The title of the collection is taken from Paweł Bednarek’s story. ‘All the strength I muster to live has always come from within me,’ Paweł states, reflecting on his youth. The diaries testify to oppression, but also show extraordinary resilience of people who had to fight against prejudice on a daily basis.

Page from a diary with unicorns, rainbows, smileys and the phrase "Bitch I'm iconic"

A page from one of diaries featured in Cała siła jaką czerpię na życie

This tenacity and desire to express an identity without complying with suffocating constrictions of societal judgment, to show yourself for who you are, is equally evident in stories of Polish drag queens and kings. Jakub Wojtaszczyk paints a fascinating and colourful picture of Polish drag scene in Cudowne przegięcie. Reportaż o polskim dragu (‘Wonderful Campness: a Reportage on Polish Drag’). The journalist, who himself identifies as non-heteronormative, sketches sensitive and dynamic portraits of characters who proudly walk or dance through life’s stage.

Cover of "Cudowne przegięcie" with a portrait of drag queen Twoja Stara

Cover of Cudowne przegięcie. Reportaż o polskim dragu (Kraków 2022; awaiting shelfmark) featuring a photo of Twoja Stara by Krystian Lipiec. ‘Twoja Stara’ (Your Old Lady) is a drag name of Piotr Buśko.

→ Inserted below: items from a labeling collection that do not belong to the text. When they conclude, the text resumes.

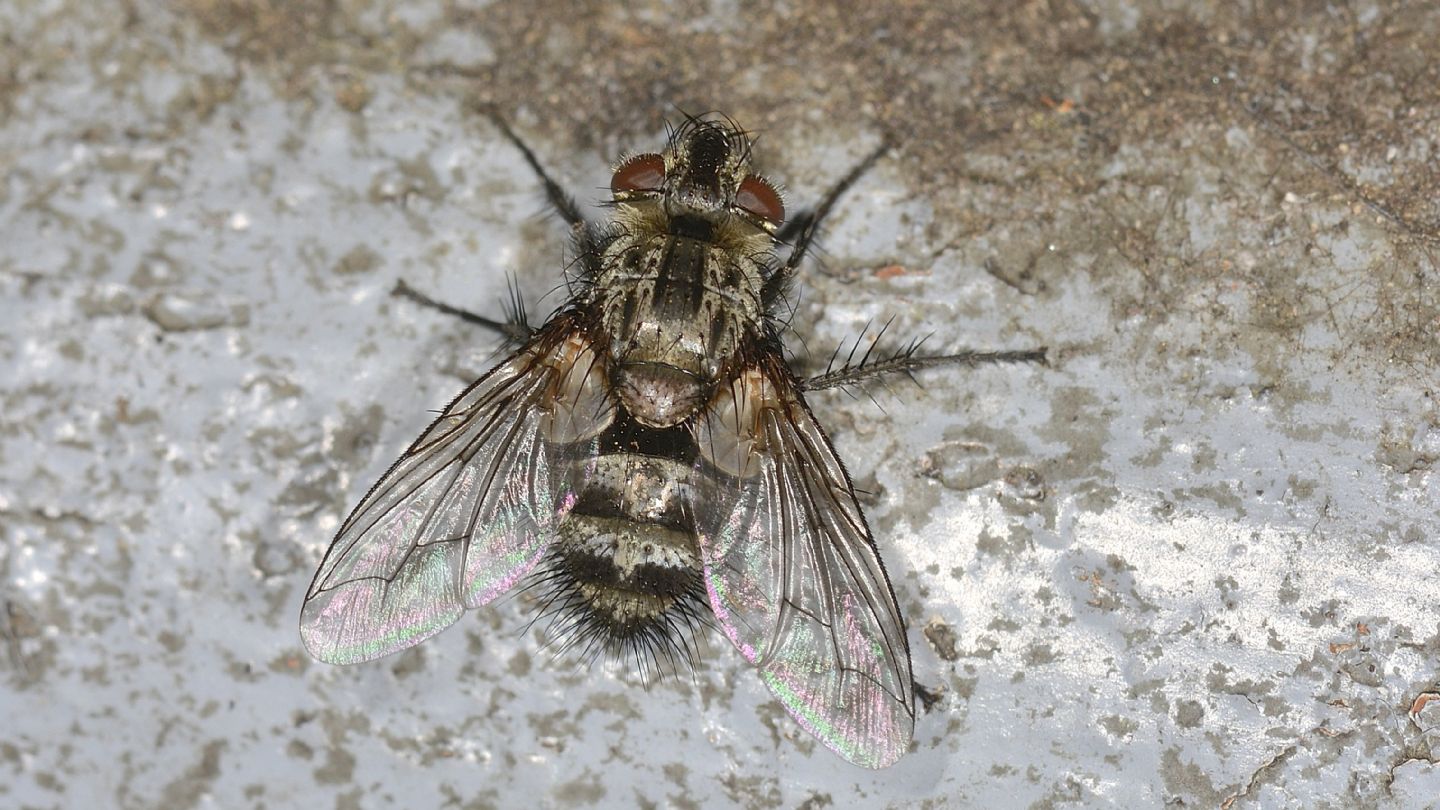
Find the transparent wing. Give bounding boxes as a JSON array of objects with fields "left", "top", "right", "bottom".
[
  {"left": 300, "top": 316, "right": 613, "bottom": 664},
  {"left": 696, "top": 365, "right": 914, "bottom": 768}
]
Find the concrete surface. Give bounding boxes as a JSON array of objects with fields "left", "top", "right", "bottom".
[{"left": 0, "top": 0, "right": 1440, "bottom": 809}]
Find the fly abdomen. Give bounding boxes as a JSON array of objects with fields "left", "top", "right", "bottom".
[{"left": 547, "top": 414, "right": 704, "bottom": 662}]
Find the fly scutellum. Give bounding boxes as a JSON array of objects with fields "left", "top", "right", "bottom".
[{"left": 300, "top": 110, "right": 1044, "bottom": 768}]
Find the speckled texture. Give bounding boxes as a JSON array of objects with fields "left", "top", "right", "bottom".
[{"left": 0, "top": 0, "right": 1440, "bottom": 809}]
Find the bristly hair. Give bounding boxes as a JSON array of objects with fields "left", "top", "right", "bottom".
[{"left": 521, "top": 552, "right": 714, "bottom": 686}]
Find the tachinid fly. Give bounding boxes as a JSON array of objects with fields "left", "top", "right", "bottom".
[{"left": 300, "top": 111, "right": 1044, "bottom": 768}]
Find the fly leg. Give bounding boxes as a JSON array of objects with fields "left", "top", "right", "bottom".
[
  {"left": 390, "top": 278, "right": 534, "bottom": 344},
  {"left": 390, "top": 110, "right": 599, "bottom": 344},
  {"left": 760, "top": 140, "right": 890, "bottom": 308},
  {"left": 801, "top": 321, "right": 1050, "bottom": 391}
]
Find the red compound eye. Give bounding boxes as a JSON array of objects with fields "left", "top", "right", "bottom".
[
  {"left": 611, "top": 154, "right": 665, "bottom": 195},
  {"left": 734, "top": 174, "right": 785, "bottom": 225}
]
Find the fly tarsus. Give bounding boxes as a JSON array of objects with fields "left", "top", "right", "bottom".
[
  {"left": 390, "top": 280, "right": 534, "bottom": 343},
  {"left": 775, "top": 138, "right": 891, "bottom": 275},
  {"left": 801, "top": 321, "right": 1050, "bottom": 391},
  {"left": 484, "top": 108, "right": 590, "bottom": 231}
]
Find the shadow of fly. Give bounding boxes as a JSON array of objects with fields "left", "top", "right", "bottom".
[{"left": 300, "top": 115, "right": 1045, "bottom": 768}]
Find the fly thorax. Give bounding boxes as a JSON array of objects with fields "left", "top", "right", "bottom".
[{"left": 611, "top": 321, "right": 714, "bottom": 428}]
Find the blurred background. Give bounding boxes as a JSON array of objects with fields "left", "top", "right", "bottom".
[{"left": 0, "top": 0, "right": 1440, "bottom": 809}]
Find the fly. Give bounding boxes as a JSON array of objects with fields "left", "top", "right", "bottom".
[{"left": 300, "top": 110, "right": 1045, "bottom": 768}]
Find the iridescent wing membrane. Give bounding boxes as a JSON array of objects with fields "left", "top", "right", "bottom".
[
  {"left": 300, "top": 316, "right": 613, "bottom": 664},
  {"left": 696, "top": 357, "right": 914, "bottom": 768}
]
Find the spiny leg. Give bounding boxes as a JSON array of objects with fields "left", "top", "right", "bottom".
[
  {"left": 485, "top": 108, "right": 590, "bottom": 232},
  {"left": 390, "top": 108, "right": 595, "bottom": 343},
  {"left": 390, "top": 278, "right": 534, "bottom": 343},
  {"left": 801, "top": 319, "right": 1050, "bottom": 391},
  {"left": 775, "top": 140, "right": 890, "bottom": 278}
]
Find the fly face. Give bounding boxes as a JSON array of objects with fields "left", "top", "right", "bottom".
[{"left": 301, "top": 110, "right": 1043, "bottom": 767}]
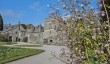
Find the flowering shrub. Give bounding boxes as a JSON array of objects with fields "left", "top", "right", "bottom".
[{"left": 47, "top": 0, "right": 110, "bottom": 64}]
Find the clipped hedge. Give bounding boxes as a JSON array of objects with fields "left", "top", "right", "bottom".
[{"left": 0, "top": 46, "right": 44, "bottom": 64}]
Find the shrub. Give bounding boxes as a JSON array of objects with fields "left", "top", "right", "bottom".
[
  {"left": 0, "top": 34, "right": 8, "bottom": 42},
  {"left": 23, "top": 37, "right": 28, "bottom": 42}
]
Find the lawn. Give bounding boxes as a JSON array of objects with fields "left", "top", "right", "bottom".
[{"left": 0, "top": 46, "right": 44, "bottom": 64}]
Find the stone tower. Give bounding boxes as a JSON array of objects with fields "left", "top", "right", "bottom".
[{"left": 0, "top": 14, "right": 3, "bottom": 31}]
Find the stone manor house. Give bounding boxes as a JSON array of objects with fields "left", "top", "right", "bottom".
[{"left": 1, "top": 14, "right": 64, "bottom": 45}]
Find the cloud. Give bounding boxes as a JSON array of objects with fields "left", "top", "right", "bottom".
[
  {"left": 29, "top": 2, "right": 45, "bottom": 11},
  {"left": 0, "top": 10, "right": 24, "bottom": 18}
]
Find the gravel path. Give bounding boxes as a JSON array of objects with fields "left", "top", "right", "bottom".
[{"left": 7, "top": 45, "right": 64, "bottom": 64}]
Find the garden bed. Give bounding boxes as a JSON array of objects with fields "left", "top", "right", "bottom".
[{"left": 0, "top": 46, "right": 44, "bottom": 64}]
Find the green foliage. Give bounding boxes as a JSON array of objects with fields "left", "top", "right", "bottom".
[
  {"left": 0, "top": 46, "right": 44, "bottom": 64},
  {"left": 0, "top": 15, "right": 3, "bottom": 31},
  {"left": 0, "top": 34, "right": 8, "bottom": 42},
  {"left": 0, "top": 42, "right": 16, "bottom": 45},
  {"left": 23, "top": 37, "right": 28, "bottom": 42}
]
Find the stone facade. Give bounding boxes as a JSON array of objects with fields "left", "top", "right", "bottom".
[{"left": 1, "top": 18, "right": 64, "bottom": 45}]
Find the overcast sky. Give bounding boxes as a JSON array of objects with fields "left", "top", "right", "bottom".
[{"left": 0, "top": 0, "right": 57, "bottom": 25}]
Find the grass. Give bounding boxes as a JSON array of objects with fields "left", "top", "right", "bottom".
[
  {"left": 0, "top": 42, "right": 16, "bottom": 45},
  {"left": 0, "top": 46, "right": 44, "bottom": 64}
]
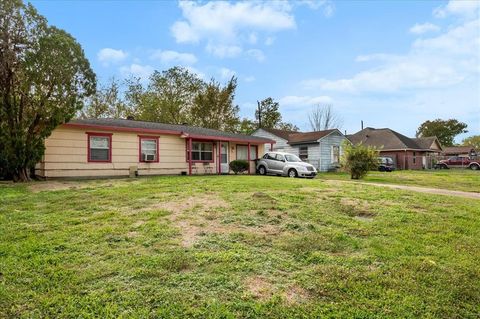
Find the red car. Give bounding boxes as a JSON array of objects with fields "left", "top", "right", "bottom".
[{"left": 435, "top": 156, "right": 480, "bottom": 170}]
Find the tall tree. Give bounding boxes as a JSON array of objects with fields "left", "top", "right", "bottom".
[
  {"left": 255, "top": 97, "right": 282, "bottom": 128},
  {"left": 131, "top": 66, "right": 205, "bottom": 124},
  {"left": 0, "top": 0, "right": 95, "bottom": 181},
  {"left": 462, "top": 135, "right": 480, "bottom": 150},
  {"left": 416, "top": 119, "right": 468, "bottom": 146},
  {"left": 80, "top": 78, "right": 130, "bottom": 118},
  {"left": 308, "top": 104, "right": 343, "bottom": 131},
  {"left": 190, "top": 77, "right": 240, "bottom": 132},
  {"left": 235, "top": 118, "right": 257, "bottom": 135},
  {"left": 255, "top": 97, "right": 298, "bottom": 131},
  {"left": 275, "top": 122, "right": 299, "bottom": 132}
]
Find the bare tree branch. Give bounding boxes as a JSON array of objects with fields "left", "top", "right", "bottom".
[{"left": 308, "top": 104, "right": 343, "bottom": 131}]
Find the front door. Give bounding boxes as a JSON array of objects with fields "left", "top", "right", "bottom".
[{"left": 220, "top": 142, "right": 229, "bottom": 174}]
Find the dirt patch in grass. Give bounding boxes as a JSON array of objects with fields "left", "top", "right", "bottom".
[
  {"left": 28, "top": 179, "right": 140, "bottom": 193},
  {"left": 339, "top": 197, "right": 377, "bottom": 221},
  {"left": 245, "top": 276, "right": 274, "bottom": 300},
  {"left": 149, "top": 193, "right": 233, "bottom": 248},
  {"left": 283, "top": 285, "right": 310, "bottom": 304}
]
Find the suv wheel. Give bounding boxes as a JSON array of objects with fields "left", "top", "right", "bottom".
[
  {"left": 258, "top": 166, "right": 267, "bottom": 175},
  {"left": 288, "top": 168, "right": 297, "bottom": 178}
]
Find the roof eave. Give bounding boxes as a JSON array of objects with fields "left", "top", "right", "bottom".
[{"left": 61, "top": 123, "right": 276, "bottom": 144}]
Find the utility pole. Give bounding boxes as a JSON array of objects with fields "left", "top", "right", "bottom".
[{"left": 257, "top": 101, "right": 262, "bottom": 128}]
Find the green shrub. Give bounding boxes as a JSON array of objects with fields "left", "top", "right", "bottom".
[
  {"left": 229, "top": 160, "right": 248, "bottom": 175},
  {"left": 342, "top": 143, "right": 379, "bottom": 179}
]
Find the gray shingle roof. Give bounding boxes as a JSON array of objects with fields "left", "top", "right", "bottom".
[
  {"left": 67, "top": 119, "right": 274, "bottom": 143},
  {"left": 412, "top": 136, "right": 440, "bottom": 149},
  {"left": 348, "top": 127, "right": 433, "bottom": 150},
  {"left": 261, "top": 127, "right": 337, "bottom": 145}
]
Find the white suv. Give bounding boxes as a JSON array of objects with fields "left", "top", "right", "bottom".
[{"left": 257, "top": 152, "right": 317, "bottom": 178}]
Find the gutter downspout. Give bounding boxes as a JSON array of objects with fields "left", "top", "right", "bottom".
[
  {"left": 247, "top": 142, "right": 250, "bottom": 175},
  {"left": 188, "top": 137, "right": 192, "bottom": 175}
]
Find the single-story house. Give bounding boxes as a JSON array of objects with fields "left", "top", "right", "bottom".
[
  {"left": 442, "top": 146, "right": 478, "bottom": 157},
  {"left": 252, "top": 128, "right": 348, "bottom": 172},
  {"left": 347, "top": 127, "right": 442, "bottom": 169},
  {"left": 36, "top": 119, "right": 275, "bottom": 178}
]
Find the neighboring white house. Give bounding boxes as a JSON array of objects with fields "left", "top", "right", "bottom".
[{"left": 252, "top": 128, "right": 349, "bottom": 171}]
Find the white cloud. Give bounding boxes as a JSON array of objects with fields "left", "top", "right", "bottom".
[
  {"left": 97, "top": 48, "right": 128, "bottom": 66},
  {"left": 410, "top": 22, "right": 440, "bottom": 34},
  {"left": 170, "top": 1, "right": 296, "bottom": 60},
  {"left": 248, "top": 33, "right": 258, "bottom": 44},
  {"left": 246, "top": 49, "right": 265, "bottom": 62},
  {"left": 150, "top": 50, "right": 197, "bottom": 65},
  {"left": 218, "top": 68, "right": 235, "bottom": 80},
  {"left": 120, "top": 63, "right": 153, "bottom": 80},
  {"left": 279, "top": 95, "right": 333, "bottom": 107},
  {"left": 433, "top": 0, "right": 480, "bottom": 18},
  {"left": 294, "top": 0, "right": 335, "bottom": 18},
  {"left": 205, "top": 43, "right": 243, "bottom": 58},
  {"left": 171, "top": 1, "right": 295, "bottom": 43},
  {"left": 302, "top": 16, "right": 480, "bottom": 93},
  {"left": 355, "top": 53, "right": 397, "bottom": 62},
  {"left": 244, "top": 75, "right": 255, "bottom": 82}
]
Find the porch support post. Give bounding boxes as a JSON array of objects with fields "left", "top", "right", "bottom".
[
  {"left": 188, "top": 137, "right": 192, "bottom": 175},
  {"left": 247, "top": 142, "right": 250, "bottom": 175}
]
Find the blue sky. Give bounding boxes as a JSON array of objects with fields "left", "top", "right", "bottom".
[{"left": 33, "top": 0, "right": 480, "bottom": 140}]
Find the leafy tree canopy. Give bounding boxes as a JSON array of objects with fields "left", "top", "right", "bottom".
[
  {"left": 190, "top": 77, "right": 240, "bottom": 132},
  {"left": 0, "top": 0, "right": 96, "bottom": 181},
  {"left": 255, "top": 97, "right": 298, "bottom": 131},
  {"left": 416, "top": 119, "right": 468, "bottom": 146},
  {"left": 462, "top": 135, "right": 480, "bottom": 150},
  {"left": 342, "top": 143, "right": 379, "bottom": 179}
]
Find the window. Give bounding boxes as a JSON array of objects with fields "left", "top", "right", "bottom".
[
  {"left": 237, "top": 145, "right": 257, "bottom": 161},
  {"left": 87, "top": 133, "right": 112, "bottom": 163},
  {"left": 332, "top": 145, "right": 340, "bottom": 163},
  {"left": 187, "top": 142, "right": 213, "bottom": 162},
  {"left": 298, "top": 146, "right": 308, "bottom": 161},
  {"left": 138, "top": 136, "right": 159, "bottom": 162},
  {"left": 275, "top": 154, "right": 285, "bottom": 162}
]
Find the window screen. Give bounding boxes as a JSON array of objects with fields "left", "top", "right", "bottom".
[
  {"left": 141, "top": 139, "right": 158, "bottom": 161},
  {"left": 89, "top": 136, "right": 110, "bottom": 162}
]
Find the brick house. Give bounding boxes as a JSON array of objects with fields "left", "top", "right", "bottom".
[{"left": 347, "top": 127, "right": 442, "bottom": 169}]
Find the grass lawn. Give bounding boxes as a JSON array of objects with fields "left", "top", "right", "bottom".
[
  {"left": 0, "top": 176, "right": 480, "bottom": 318},
  {"left": 318, "top": 169, "right": 480, "bottom": 193}
]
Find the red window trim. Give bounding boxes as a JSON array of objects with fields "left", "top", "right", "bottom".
[
  {"left": 235, "top": 144, "right": 258, "bottom": 161},
  {"left": 85, "top": 132, "right": 113, "bottom": 163},
  {"left": 185, "top": 139, "right": 215, "bottom": 163},
  {"left": 138, "top": 135, "right": 160, "bottom": 163}
]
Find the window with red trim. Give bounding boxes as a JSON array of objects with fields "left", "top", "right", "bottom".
[
  {"left": 87, "top": 133, "right": 112, "bottom": 163},
  {"left": 139, "top": 136, "right": 159, "bottom": 162},
  {"left": 237, "top": 144, "right": 257, "bottom": 161},
  {"left": 187, "top": 142, "right": 213, "bottom": 162}
]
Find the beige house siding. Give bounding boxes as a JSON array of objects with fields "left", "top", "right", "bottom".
[{"left": 36, "top": 127, "right": 263, "bottom": 178}]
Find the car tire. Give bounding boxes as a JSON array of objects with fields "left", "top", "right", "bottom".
[
  {"left": 258, "top": 166, "right": 267, "bottom": 175},
  {"left": 288, "top": 168, "right": 298, "bottom": 178}
]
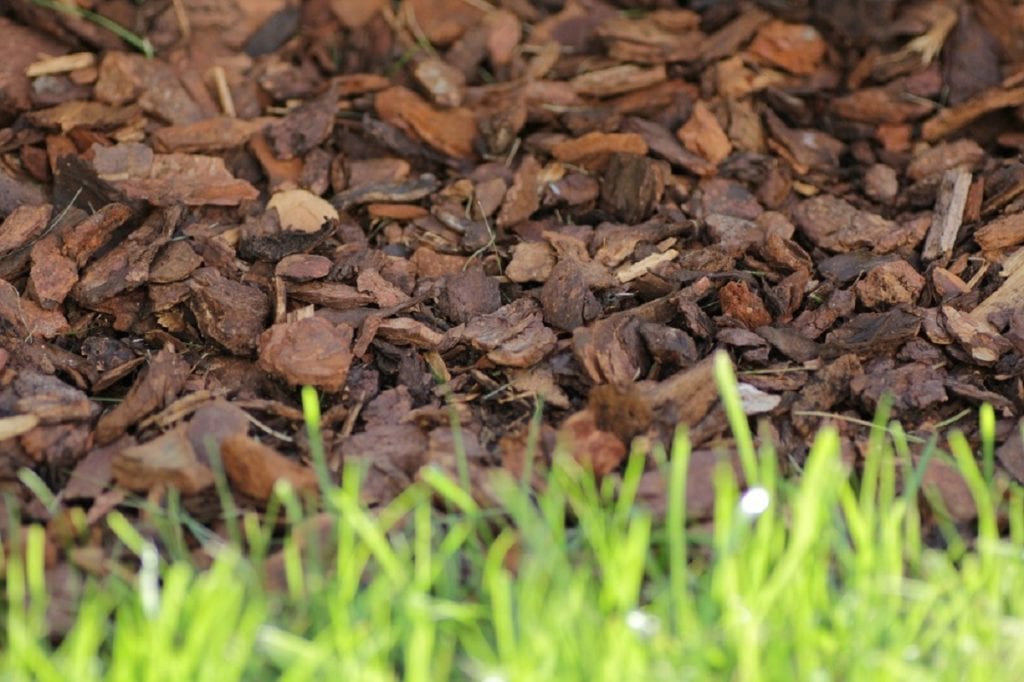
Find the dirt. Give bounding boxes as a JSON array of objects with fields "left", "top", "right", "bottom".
[{"left": 0, "top": 0, "right": 1024, "bottom": 585}]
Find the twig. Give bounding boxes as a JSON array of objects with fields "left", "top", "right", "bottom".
[{"left": 31, "top": 0, "right": 156, "bottom": 59}]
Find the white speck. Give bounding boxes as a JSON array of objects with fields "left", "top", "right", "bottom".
[
  {"left": 626, "top": 608, "right": 662, "bottom": 637},
  {"left": 739, "top": 485, "right": 771, "bottom": 516},
  {"left": 138, "top": 543, "right": 160, "bottom": 621}
]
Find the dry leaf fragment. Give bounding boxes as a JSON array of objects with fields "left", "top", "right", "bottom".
[
  {"left": 676, "top": 101, "right": 732, "bottom": 165},
  {"left": 374, "top": 86, "right": 476, "bottom": 159},
  {"left": 112, "top": 427, "right": 213, "bottom": 495},
  {"left": 551, "top": 131, "right": 647, "bottom": 170},
  {"left": 569, "top": 63, "right": 667, "bottom": 97},
  {"left": 748, "top": 19, "right": 826, "bottom": 76},
  {"left": 266, "top": 189, "right": 339, "bottom": 232},
  {"left": 259, "top": 317, "right": 352, "bottom": 392},
  {"left": 220, "top": 433, "right": 317, "bottom": 502}
]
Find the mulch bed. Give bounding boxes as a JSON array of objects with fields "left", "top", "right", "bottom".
[{"left": 0, "top": 0, "right": 1024, "bottom": 561}]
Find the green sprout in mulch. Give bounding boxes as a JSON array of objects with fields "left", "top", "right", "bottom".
[
  {"left": 25, "top": 0, "right": 156, "bottom": 59},
  {"left": 0, "top": 355, "right": 1024, "bottom": 682}
]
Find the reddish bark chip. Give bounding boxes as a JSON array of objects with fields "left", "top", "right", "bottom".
[
  {"left": 26, "top": 236, "right": 78, "bottom": 310},
  {"left": 96, "top": 349, "right": 191, "bottom": 444},
  {"left": 498, "top": 157, "right": 541, "bottom": 227},
  {"left": 855, "top": 260, "right": 925, "bottom": 308},
  {"left": 541, "top": 260, "right": 601, "bottom": 332},
  {"left": 558, "top": 410, "right": 626, "bottom": 476},
  {"left": 676, "top": 101, "right": 732, "bottom": 165},
  {"left": 188, "top": 267, "right": 270, "bottom": 355},
  {"left": 437, "top": 267, "right": 502, "bottom": 325},
  {"left": 720, "top": 282, "right": 771, "bottom": 329},
  {"left": 749, "top": 20, "right": 826, "bottom": 76},
  {"left": 259, "top": 317, "right": 352, "bottom": 391},
  {"left": 374, "top": 86, "right": 476, "bottom": 159},
  {"left": 463, "top": 298, "right": 558, "bottom": 368},
  {"left": 273, "top": 253, "right": 333, "bottom": 282},
  {"left": 793, "top": 195, "right": 896, "bottom": 253},
  {"left": 551, "top": 131, "right": 647, "bottom": 170},
  {"left": 220, "top": 433, "right": 317, "bottom": 502},
  {"left": 267, "top": 87, "right": 338, "bottom": 160},
  {"left": 111, "top": 428, "right": 213, "bottom": 495}
]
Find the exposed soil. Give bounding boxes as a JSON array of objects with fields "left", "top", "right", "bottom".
[{"left": 0, "top": 0, "right": 1024, "bottom": 577}]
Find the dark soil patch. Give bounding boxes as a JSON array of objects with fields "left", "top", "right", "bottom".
[{"left": 0, "top": 0, "right": 1024, "bottom": 577}]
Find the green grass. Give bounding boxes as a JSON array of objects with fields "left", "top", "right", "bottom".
[{"left": 0, "top": 352, "right": 1024, "bottom": 682}]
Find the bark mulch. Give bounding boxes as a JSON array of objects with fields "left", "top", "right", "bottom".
[{"left": 0, "top": 0, "right": 1024, "bottom": 585}]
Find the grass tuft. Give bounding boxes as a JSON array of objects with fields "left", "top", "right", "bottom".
[{"left": 0, "top": 356, "right": 1024, "bottom": 681}]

The haunting and sometimes beautiful experience of queer memory of Central and Eastern Europe is also explored by a Polish artist Karol Radziszewski as shown in The Power of Secrets. The book is a montage of fictional and archival materials formulating “new ways of understanding history, memory, or legislation”. Radziszewski employs various strategies to reconstruct cis-gendered mainstream narrative by interrogating and contesting its heteronormativity.

Cover of The Power of Secrets

Cover of The Power of Secrets. Karol Radiszewski (Warsaw, 2021) m22/.10361.

The creator’s projects such as Poczet (the word means a gallery or succession of rulers) question the representation of historical and contemporary figures of prominence – writers, artists, musicians, academics – in Polish culture. By using a traditional medium of painting Radziszewski challenges a conventional assumption of what Poczet should be. The term is most often associated with a pompous representation of people in power, aimed at establishing a symbolical continuity of dynasties and legitimising rulers. Such legitimisation was usually done in European tradition by means of dynastical, heterosexual marriages. Poczet substitutes the grandeur of royalty with cultural icons whose lives, by today’s standards, we would consider non-heteronormative such as Maria Komornicka, Karol Szymanowski, Józef Czapski, Jan Lechoń, Witold Gombrowicz, Jerzy Andrzejewski or Maria Janion. Poczet found its permanent home at the Museum of Modern Art in Warsaw.

Four portraits from the Poczet series by Karol Radiszewski

Images from Poczet series by Karol Radiszewski in The Power of Secrets.

The Power of Secrets is a potent project that reveals as much about the Queer Archive Institute’s creator as about the cultural background that the Polish queer community comes from. The very background that can motivate one to transgress outdated social expectations in order to freely express yourself or cut your wings.